I retreated to the Y in the hollow and took the left-hand branch that I’d forgone a minute earlier. Within six or seven hundred feet, I came to another Y, wanted to go to the right—toward town—was afraid I’d be playing into their assumptions, and took the left-hand branch instead, although it would lead me deeper into the unpopulated hills.

From somewhere above and off to the west arose the grumble of an engine, distant at first but then suddenly nearer. The engine noise was so powerful that I thought it came from an aircraft making a low pass. This wasn’t the stuttering clatter of a helicopter, but more like the roar of a fixed-wing plane.

Then a dazzling light swept the hilltops to the left and right of me, passing directly across the hollow, sixty to eighty feet over my head.
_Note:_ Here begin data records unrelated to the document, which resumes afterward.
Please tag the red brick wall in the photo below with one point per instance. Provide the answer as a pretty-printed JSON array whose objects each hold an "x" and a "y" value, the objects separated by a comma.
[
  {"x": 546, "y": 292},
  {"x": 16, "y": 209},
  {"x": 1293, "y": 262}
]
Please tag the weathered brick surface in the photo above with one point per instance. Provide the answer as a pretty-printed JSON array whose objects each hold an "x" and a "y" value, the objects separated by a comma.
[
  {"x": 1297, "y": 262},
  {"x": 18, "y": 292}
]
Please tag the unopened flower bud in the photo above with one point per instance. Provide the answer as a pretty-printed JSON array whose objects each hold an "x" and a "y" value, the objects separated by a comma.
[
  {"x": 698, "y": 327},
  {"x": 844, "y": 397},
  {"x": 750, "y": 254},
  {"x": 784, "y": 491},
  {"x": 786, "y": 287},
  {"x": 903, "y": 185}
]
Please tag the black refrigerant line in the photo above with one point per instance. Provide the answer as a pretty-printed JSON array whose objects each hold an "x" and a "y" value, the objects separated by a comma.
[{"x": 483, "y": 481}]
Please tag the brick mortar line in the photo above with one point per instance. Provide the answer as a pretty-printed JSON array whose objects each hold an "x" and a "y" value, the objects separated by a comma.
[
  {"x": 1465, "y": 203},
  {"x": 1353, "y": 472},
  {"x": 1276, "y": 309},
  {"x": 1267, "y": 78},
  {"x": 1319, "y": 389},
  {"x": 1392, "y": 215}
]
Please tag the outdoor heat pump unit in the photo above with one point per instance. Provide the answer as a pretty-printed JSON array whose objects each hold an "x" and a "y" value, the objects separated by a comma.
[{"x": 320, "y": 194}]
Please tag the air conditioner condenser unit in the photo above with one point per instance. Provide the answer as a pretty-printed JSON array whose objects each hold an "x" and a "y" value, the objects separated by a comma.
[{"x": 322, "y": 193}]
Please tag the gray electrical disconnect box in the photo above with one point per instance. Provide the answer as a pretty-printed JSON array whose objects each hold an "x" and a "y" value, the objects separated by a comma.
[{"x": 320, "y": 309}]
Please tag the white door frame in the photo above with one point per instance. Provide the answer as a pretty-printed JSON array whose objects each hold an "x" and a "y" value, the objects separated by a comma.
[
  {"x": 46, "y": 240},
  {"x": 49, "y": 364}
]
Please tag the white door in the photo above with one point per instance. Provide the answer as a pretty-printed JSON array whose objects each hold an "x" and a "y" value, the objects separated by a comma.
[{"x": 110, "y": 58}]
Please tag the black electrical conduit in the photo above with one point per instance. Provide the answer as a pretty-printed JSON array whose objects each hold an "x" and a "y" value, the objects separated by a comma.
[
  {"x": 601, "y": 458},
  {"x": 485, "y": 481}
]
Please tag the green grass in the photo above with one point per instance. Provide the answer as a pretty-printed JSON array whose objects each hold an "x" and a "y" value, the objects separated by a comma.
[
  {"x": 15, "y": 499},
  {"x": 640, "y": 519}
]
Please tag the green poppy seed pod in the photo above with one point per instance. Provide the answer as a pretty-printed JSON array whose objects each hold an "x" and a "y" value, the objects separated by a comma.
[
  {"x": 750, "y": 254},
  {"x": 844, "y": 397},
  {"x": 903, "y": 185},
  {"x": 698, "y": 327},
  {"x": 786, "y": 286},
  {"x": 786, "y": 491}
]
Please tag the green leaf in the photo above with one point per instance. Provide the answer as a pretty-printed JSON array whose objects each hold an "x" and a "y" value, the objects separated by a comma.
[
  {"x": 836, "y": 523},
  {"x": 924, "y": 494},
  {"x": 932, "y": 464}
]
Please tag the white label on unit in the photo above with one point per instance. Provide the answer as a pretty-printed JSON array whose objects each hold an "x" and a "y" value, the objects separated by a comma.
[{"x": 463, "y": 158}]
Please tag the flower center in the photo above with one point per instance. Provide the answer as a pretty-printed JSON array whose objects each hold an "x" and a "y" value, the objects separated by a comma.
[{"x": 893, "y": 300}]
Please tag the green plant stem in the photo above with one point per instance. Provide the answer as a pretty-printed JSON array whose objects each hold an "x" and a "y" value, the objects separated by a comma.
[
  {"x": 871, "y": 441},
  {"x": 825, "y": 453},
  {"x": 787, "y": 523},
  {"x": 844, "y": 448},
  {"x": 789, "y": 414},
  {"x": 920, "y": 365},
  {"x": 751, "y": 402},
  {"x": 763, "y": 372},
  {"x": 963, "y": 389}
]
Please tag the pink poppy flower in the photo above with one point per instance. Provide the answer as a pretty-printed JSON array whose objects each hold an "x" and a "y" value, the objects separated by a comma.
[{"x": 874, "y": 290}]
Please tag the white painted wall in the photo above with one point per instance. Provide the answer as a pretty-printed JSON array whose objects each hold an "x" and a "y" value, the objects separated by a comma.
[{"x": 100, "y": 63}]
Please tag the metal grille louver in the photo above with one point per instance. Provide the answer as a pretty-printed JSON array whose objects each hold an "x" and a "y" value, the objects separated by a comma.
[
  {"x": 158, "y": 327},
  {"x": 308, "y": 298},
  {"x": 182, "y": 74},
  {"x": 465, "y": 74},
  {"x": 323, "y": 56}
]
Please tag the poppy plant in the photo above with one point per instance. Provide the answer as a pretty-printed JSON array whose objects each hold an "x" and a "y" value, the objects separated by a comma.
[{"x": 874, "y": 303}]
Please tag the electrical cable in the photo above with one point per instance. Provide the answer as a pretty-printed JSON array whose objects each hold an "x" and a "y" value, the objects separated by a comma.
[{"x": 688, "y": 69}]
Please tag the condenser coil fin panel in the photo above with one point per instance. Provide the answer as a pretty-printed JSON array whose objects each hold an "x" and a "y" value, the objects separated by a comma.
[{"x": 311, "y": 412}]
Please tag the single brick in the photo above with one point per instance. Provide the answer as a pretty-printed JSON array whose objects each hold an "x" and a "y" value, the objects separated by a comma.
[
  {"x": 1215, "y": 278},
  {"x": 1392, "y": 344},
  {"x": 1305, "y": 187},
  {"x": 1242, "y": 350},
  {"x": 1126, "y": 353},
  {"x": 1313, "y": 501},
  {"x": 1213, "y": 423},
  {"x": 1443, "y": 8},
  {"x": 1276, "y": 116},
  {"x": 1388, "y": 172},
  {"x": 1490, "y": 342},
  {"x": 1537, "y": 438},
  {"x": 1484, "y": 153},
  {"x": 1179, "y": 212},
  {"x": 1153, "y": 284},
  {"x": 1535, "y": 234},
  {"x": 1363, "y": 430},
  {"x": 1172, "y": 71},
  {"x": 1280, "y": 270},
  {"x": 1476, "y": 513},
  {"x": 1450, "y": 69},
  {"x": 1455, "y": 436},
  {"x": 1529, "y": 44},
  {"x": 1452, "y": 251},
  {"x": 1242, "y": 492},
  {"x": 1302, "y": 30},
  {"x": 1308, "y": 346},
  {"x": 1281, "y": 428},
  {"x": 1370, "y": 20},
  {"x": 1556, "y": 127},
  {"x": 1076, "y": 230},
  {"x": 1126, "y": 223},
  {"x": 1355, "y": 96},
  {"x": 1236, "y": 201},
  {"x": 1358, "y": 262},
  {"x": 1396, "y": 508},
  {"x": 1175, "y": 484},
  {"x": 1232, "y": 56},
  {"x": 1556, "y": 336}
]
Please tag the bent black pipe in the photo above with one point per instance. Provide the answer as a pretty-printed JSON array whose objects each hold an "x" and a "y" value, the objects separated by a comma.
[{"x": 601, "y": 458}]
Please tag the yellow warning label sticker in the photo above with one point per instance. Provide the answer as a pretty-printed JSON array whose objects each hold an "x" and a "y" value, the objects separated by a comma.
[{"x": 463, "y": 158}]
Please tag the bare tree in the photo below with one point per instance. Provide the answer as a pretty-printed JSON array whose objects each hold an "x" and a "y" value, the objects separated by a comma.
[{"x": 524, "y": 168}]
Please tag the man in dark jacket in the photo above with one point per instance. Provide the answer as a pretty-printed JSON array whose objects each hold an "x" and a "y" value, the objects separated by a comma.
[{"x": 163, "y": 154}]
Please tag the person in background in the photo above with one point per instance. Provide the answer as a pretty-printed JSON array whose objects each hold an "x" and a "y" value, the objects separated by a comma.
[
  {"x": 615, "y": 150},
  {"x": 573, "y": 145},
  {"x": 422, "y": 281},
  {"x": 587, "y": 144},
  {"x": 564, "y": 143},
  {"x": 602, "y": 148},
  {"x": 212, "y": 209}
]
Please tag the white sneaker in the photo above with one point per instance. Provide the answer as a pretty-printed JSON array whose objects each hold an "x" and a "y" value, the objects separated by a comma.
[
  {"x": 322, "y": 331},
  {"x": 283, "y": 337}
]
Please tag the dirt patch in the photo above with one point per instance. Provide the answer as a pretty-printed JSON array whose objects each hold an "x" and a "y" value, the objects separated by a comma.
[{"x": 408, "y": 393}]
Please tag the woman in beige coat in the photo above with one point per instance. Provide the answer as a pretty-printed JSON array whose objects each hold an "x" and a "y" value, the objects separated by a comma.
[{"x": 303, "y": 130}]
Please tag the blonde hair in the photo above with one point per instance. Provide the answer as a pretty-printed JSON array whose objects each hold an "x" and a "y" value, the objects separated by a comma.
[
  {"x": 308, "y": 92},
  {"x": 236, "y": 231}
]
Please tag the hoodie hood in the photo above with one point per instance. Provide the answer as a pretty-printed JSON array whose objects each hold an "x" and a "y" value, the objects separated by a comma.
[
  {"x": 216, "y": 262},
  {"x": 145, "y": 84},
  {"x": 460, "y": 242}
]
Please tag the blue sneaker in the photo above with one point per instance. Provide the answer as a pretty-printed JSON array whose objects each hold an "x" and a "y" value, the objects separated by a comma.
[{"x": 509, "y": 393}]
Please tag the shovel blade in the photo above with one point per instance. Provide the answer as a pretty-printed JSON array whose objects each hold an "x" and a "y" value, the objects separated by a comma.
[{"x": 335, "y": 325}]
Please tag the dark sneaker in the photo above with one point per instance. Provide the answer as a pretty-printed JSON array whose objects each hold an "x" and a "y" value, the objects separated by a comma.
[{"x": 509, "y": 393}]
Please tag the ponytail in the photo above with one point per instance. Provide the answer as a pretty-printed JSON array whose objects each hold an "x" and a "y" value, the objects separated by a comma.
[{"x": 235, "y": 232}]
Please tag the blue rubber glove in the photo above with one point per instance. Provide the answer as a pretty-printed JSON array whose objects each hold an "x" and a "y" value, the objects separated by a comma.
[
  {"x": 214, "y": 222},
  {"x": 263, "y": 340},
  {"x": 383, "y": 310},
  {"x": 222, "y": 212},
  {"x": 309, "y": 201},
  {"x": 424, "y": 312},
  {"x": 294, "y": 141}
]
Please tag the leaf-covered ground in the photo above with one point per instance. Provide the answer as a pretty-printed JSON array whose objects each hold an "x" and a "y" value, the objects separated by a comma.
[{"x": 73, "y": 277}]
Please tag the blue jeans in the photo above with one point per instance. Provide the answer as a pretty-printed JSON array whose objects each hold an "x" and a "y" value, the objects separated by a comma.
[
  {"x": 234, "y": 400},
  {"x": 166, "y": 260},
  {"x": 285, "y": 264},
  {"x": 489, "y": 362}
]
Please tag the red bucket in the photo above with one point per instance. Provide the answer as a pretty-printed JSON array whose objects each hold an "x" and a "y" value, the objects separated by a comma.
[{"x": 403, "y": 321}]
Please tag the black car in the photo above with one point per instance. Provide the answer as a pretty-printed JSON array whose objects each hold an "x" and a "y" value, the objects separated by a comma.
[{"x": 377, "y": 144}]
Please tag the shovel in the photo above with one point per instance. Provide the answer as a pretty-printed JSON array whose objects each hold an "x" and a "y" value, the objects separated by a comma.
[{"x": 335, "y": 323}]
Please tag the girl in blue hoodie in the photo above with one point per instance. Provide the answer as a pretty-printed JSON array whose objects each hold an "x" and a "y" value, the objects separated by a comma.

The beam was so bright, so intense, that it seemed to have weight and texture, like a white-hot gush of some molten substance.

A high-powered searchlight. It arced away and reflected off distant ridges to the east and north.

Where did they get this sophisticated ordnance on such short notice?

Was Sandy Kirk the grand kleagle of an antigovernment militia headquartered in secret bunkers jammed with weapons and ammo, deep under the funeral home? No, that didn’t ring true. Such things were merely the stuff of real life these days, the current events of a society in freefall—while this felt uncanny. This was territory through which the wild rushing river of the evening news had not yet swept.

I had to know what was happening up there on higher ground. If I didn’t reconnoiter, I would be no better than a dumb rat in a laboratory maze.

I thrashed through the brush to the right of the swale, crossed the sloping floor of the hollow, and then climbed the long hillside, because the searchlight seemed to have originated in that direction. As I ascended, the beam seared the land above again—indeed, blazing in from the northwest as I’d thought—and then scorched past a third time, brightly illuminating the brow of the hill toward which I was making my way.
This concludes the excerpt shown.